5) On 7/25/2023 at approximately 7:00 AM ED RN F administered Patient #9 a Potassium Chloride ER tablet and the Psychiatrist PP's evaluation recommended giving the patient one 5 milligram (mg) Haldol (antipsychotic medication) tablet now for substance-induced psychosis. Psychiatrist PP then ordered one 50 mg tablet of Vistaril (anxiety medication) now, a script for Haldol 5 mg tablet twice daily for substance-induced psychosis, and to follow up with their outpatient psychiatrist as scheduled.
The medical record lacked evidence that the ED Provider ordered the medications suggested by the psychiatrist, including the one-time dose of Haldol and Vistaril and a prescription for Haldol, prior to Patient #9's discharge. The medical record also lacked documentation that the ED provider addressed the patient's UTI.

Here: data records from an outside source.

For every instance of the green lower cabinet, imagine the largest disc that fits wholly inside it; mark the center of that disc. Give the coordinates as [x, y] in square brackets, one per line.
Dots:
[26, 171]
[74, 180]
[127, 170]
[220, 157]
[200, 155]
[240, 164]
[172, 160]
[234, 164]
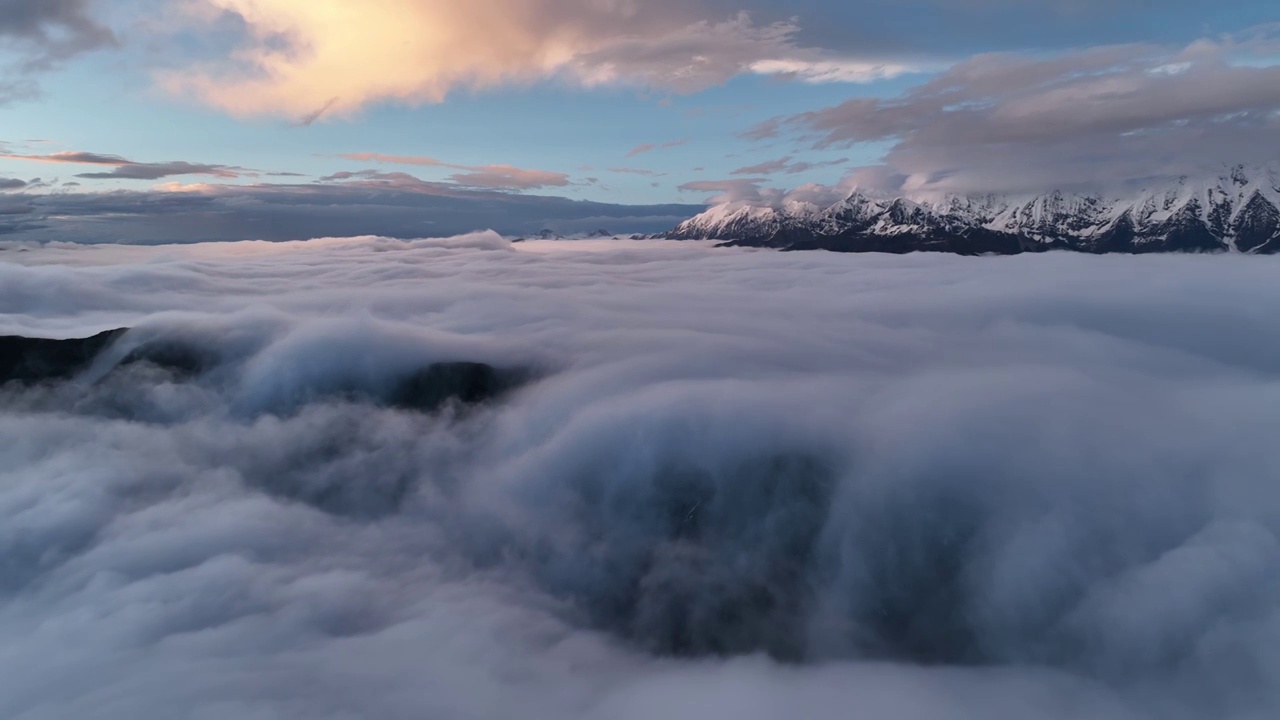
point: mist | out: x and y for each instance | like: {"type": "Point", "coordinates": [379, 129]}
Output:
{"type": "Point", "coordinates": [700, 483]}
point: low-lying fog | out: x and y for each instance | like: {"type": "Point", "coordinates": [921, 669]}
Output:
{"type": "Point", "coordinates": [690, 482]}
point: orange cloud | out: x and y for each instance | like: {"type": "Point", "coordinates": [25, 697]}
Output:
{"type": "Point", "coordinates": [316, 58]}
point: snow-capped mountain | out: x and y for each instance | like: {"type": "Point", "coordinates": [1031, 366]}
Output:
{"type": "Point", "coordinates": [1235, 210]}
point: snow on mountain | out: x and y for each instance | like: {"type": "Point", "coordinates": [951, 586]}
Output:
{"type": "Point", "coordinates": [1237, 209]}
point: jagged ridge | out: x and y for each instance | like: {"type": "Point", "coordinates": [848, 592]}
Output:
{"type": "Point", "coordinates": [1237, 210]}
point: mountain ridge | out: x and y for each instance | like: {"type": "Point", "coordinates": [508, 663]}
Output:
{"type": "Point", "coordinates": [1235, 210]}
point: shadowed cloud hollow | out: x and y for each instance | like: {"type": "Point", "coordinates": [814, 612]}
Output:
{"type": "Point", "coordinates": [735, 483]}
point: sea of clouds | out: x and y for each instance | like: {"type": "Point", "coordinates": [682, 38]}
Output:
{"type": "Point", "coordinates": [737, 484]}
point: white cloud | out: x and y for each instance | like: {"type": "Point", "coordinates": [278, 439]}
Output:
{"type": "Point", "coordinates": [1052, 472]}
{"type": "Point", "coordinates": [311, 58]}
{"type": "Point", "coordinates": [1084, 119]}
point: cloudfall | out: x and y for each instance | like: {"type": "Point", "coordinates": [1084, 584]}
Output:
{"type": "Point", "coordinates": [466, 478]}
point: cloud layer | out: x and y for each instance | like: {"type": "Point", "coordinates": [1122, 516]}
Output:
{"type": "Point", "coordinates": [309, 58]}
{"type": "Point", "coordinates": [42, 33]}
{"type": "Point", "coordinates": [344, 204]}
{"type": "Point", "coordinates": [938, 487]}
{"type": "Point", "coordinates": [1091, 118]}
{"type": "Point", "coordinates": [123, 168]}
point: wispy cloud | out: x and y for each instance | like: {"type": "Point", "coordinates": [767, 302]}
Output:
{"type": "Point", "coordinates": [42, 33]}
{"type": "Point", "coordinates": [129, 169]}
{"type": "Point", "coordinates": [496, 177]}
{"type": "Point", "coordinates": [1106, 114]}
{"type": "Point", "coordinates": [786, 165]}
{"type": "Point", "coordinates": [650, 147]}
{"type": "Point", "coordinates": [412, 51]}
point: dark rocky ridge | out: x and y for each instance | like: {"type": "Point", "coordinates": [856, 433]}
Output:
{"type": "Point", "coordinates": [28, 361]}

6) On 7/25/2023 at unknown time the hospital's Behavior Health Consultant (BHC) C documented review of a safety plan with Patient #9 prior to the patient's discharge to an apartment address.
7) On 7/25/2023 at 9:33 AM ED staff discharged Patient #9.

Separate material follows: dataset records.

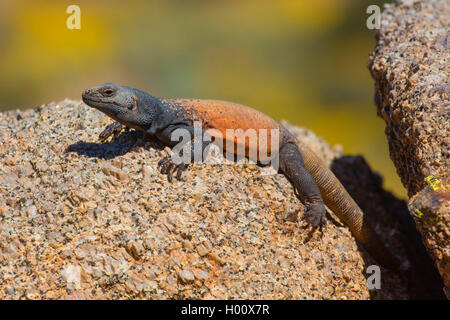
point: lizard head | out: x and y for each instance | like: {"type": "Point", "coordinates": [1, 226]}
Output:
{"type": "Point", "coordinates": [123, 104]}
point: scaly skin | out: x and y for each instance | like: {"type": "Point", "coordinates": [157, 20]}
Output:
{"type": "Point", "coordinates": [159, 118]}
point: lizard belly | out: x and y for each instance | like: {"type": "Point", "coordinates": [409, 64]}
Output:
{"type": "Point", "coordinates": [243, 130]}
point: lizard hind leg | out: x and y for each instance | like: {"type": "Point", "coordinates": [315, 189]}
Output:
{"type": "Point", "coordinates": [291, 164]}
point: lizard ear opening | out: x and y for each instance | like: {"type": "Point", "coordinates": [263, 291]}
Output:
{"type": "Point", "coordinates": [108, 92]}
{"type": "Point", "coordinates": [134, 106]}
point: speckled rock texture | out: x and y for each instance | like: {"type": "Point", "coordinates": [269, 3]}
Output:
{"type": "Point", "coordinates": [410, 65]}
{"type": "Point", "coordinates": [411, 69]}
{"type": "Point", "coordinates": [80, 219]}
{"type": "Point", "coordinates": [431, 207]}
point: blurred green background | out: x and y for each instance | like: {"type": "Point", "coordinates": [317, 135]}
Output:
{"type": "Point", "coordinates": [300, 60]}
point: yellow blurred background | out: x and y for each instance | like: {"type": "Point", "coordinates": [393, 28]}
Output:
{"type": "Point", "coordinates": [300, 60]}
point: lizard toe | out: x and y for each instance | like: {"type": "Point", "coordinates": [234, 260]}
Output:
{"type": "Point", "coordinates": [314, 214]}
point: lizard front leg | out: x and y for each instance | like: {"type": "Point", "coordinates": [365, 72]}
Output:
{"type": "Point", "coordinates": [113, 129]}
{"type": "Point", "coordinates": [188, 151]}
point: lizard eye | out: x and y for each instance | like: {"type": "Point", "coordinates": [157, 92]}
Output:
{"type": "Point", "coordinates": [108, 92]}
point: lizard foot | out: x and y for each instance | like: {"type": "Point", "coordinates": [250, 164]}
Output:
{"type": "Point", "coordinates": [314, 214]}
{"type": "Point", "coordinates": [113, 129]}
{"type": "Point", "coordinates": [168, 167]}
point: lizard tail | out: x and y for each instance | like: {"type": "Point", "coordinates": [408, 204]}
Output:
{"type": "Point", "coordinates": [341, 203]}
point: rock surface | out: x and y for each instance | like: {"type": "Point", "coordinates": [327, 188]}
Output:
{"type": "Point", "coordinates": [411, 67]}
{"type": "Point", "coordinates": [82, 219]}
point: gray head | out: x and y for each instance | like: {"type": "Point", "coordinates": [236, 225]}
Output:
{"type": "Point", "coordinates": [131, 107]}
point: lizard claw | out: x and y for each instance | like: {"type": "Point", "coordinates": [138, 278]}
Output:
{"type": "Point", "coordinates": [112, 129]}
{"type": "Point", "coordinates": [314, 215]}
{"type": "Point", "coordinates": [168, 167]}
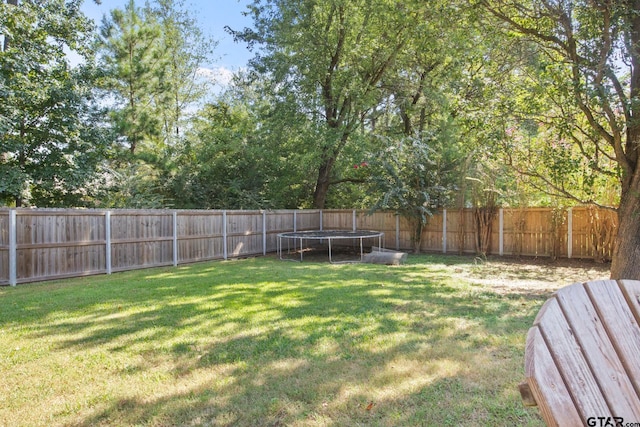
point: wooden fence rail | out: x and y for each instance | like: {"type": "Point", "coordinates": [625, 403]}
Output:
{"type": "Point", "coordinates": [45, 244]}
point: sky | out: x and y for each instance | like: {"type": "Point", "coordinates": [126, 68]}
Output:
{"type": "Point", "coordinates": [212, 16]}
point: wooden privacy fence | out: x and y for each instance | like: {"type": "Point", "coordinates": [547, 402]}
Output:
{"type": "Point", "coordinates": [44, 244]}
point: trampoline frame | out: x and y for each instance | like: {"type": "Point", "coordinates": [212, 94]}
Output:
{"type": "Point", "coordinates": [328, 235]}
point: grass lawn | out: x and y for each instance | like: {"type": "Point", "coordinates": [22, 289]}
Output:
{"type": "Point", "coordinates": [261, 342]}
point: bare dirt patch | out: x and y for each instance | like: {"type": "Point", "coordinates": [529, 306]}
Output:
{"type": "Point", "coordinates": [530, 275]}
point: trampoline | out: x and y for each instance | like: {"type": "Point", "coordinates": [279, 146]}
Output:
{"type": "Point", "coordinates": [297, 239]}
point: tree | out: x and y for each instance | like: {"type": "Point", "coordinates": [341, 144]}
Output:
{"type": "Point", "coordinates": [134, 64]}
{"type": "Point", "coordinates": [333, 56]}
{"type": "Point", "coordinates": [151, 56]}
{"type": "Point", "coordinates": [51, 143]}
{"type": "Point", "coordinates": [415, 176]}
{"type": "Point", "coordinates": [592, 52]}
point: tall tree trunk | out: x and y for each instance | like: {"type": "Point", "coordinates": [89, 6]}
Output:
{"type": "Point", "coordinates": [626, 253]}
{"type": "Point", "coordinates": [322, 184]}
{"type": "Point", "coordinates": [7, 39]}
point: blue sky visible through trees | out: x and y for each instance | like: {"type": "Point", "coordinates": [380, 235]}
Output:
{"type": "Point", "coordinates": [213, 16]}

8) During an interview on 2/1/2024 at 8:00 AM with ED Provider MM revealed when a tele psychiatrist completed a psychiatric evaluation, the ED provider typically accepted the suggestions made by the tele psychiatrist. In this case, ED Provider M explained they overlooked the psychiatrist's suggestions by mistake, as well as the patient's abnormal lab results of a UTI. ED Provider MM reported they typically have not treated a patient with a mild UTI unless they were symptomatic. Patient #9's psychosis made it difficult to tell if the patient was symptomatic or not. ED Provider MM explained, with the patient's psychosis, there may have been a need for further evaluation to determine if the patient had a medical condition related to the patient's head or stomach and this may have been missed.

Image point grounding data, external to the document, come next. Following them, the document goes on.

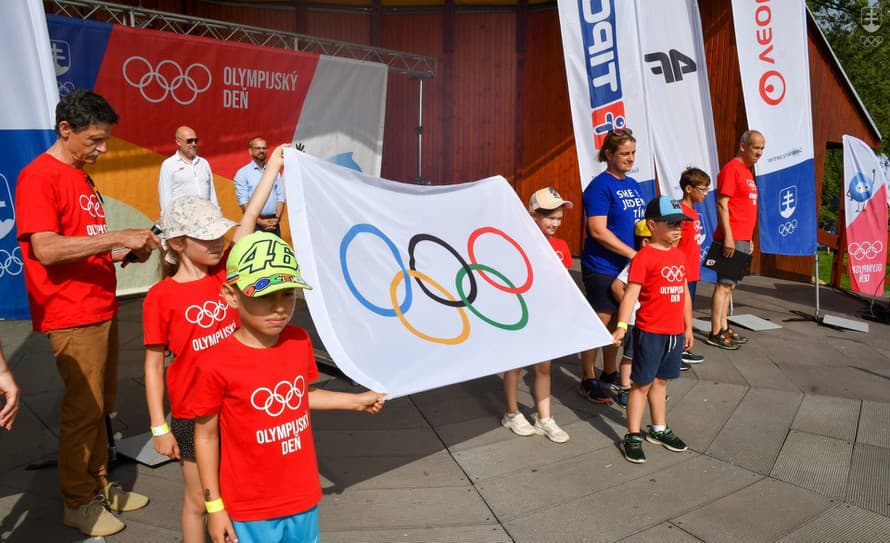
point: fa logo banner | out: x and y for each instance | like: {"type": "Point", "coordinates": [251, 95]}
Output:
{"type": "Point", "coordinates": [672, 64]}
{"type": "Point", "coordinates": [61, 56]}
{"type": "Point", "coordinates": [788, 201]}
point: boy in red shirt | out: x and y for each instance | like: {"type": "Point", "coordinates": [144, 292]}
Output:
{"type": "Point", "coordinates": [663, 328]}
{"type": "Point", "coordinates": [252, 395]}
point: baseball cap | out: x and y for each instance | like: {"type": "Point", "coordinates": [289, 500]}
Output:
{"type": "Point", "coordinates": [641, 230]}
{"type": "Point", "coordinates": [665, 208]}
{"type": "Point", "coordinates": [547, 198]}
{"type": "Point", "coordinates": [194, 217]}
{"type": "Point", "coordinates": [262, 263]}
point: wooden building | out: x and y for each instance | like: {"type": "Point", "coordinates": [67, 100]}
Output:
{"type": "Point", "coordinates": [499, 104]}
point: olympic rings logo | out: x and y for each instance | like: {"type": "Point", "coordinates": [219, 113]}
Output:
{"type": "Point", "coordinates": [674, 274]}
{"type": "Point", "coordinates": [11, 263]}
{"type": "Point", "coordinates": [168, 80]}
{"type": "Point", "coordinates": [462, 298]}
{"type": "Point", "coordinates": [92, 205]}
{"type": "Point", "coordinates": [285, 395]}
{"type": "Point", "coordinates": [866, 250]}
{"type": "Point", "coordinates": [788, 228]}
{"type": "Point", "coordinates": [204, 316]}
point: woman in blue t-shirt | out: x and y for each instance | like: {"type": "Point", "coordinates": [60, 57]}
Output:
{"type": "Point", "coordinates": [612, 205]}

The evidence in the medical record revealed the Hospital failed to provide Patient #9 with the appropriate stabilizing treatment. The patient presented to the ED on 7/25/2023 with complaints of suicidal ideation. The patient reported the need for an ultrasound to see what was in their stomach and they had something "pokey" in their head. Patient #9 also reported having auditory hallucinations of hearing "Lucifer." The medical record lacked evidence the ED provider reviewed, or ordered the medications suggested by the tele psychiatrist. The medical record lacked further evidence that the ED provider addressed and treated the patient's UTI, abdominal and head complaints prior to the patient's discharge.